Dave y Pam intercambiaron miradas de alarma.

—Si son Ricky y Holly, se han asustado y huyen, como ha dicho el oficial Cal.

Dave admitió que era posible.

—Iremos tras ellos con todo el sigilo que sea posible.

Durante un cuarto de hora los niños siguieron en la dirección de aquellos sonidos, procurando no hacer ruido. Dave llevaba la linterna enfocada verticalmente y la cubría con la mano para disimular el resplandor. Pronto niño y niña se encontraron en el viejo camino de carros. Todo estaba silencioso.

—¿Qué dirección seguimos ahora? —preguntó Pam.

La respuesta llegó del otro lado del camino, donde se oyeron crujir hojas y ramas, como si alguien anduviese a paso rápido, sobre ellas.

De nuevo reanudaron los niños la persecución, deslizándose entre los árboles.

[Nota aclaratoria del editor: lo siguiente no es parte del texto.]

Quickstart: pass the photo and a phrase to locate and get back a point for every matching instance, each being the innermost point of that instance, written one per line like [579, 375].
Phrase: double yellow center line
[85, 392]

A los pocos minutos, Pam tomaba del brazo a Dave y señalaba un lugar, situado en frente. A través del arbolado podía distinguirse el oscuro contorno del granero viejo.

Dave apagó la linterna y los niños se acercaron a toda prisa hasta el borde de un claro, iluminado por la luna. Estaban escuchando cuando, de repente, se oyó rechinar algo metálico, dentro del medio derruido edificio. Esto hizo que Pam se sintiese muy tranquilizada.

—Tienen que ser Ricky y Holly —afirmó, hablando en un murmullo—. Ningún animal habría podido abrir la puerta. Es muy pesada.

Pam y su compañero atravesaron el claro a todo correr, hasta llegar a la desvencijada puerta, Entonces Dave apoyó las dos manos en el herrumbroso picaporte, lo que hizo que su linterna se golpease sonoramente contra el hierro. El muchachito empujó y la puerta quedó abierta de par en par.

Pam se disponía a entrar, mientras el chico sostenía la puerta, cuando se detuvo en seco y dio un grito ahogado. Dave, por su parte, quedó mudo y como clavado en el suelo.

La luz de la luna penetraba por la rota techumbre, iluminando el «Lizzie Hojalata». En el asiento del conductor había una silueta, sentada muy erguida. En aquel momento, sin decir una palabra la silueta se puso en pie.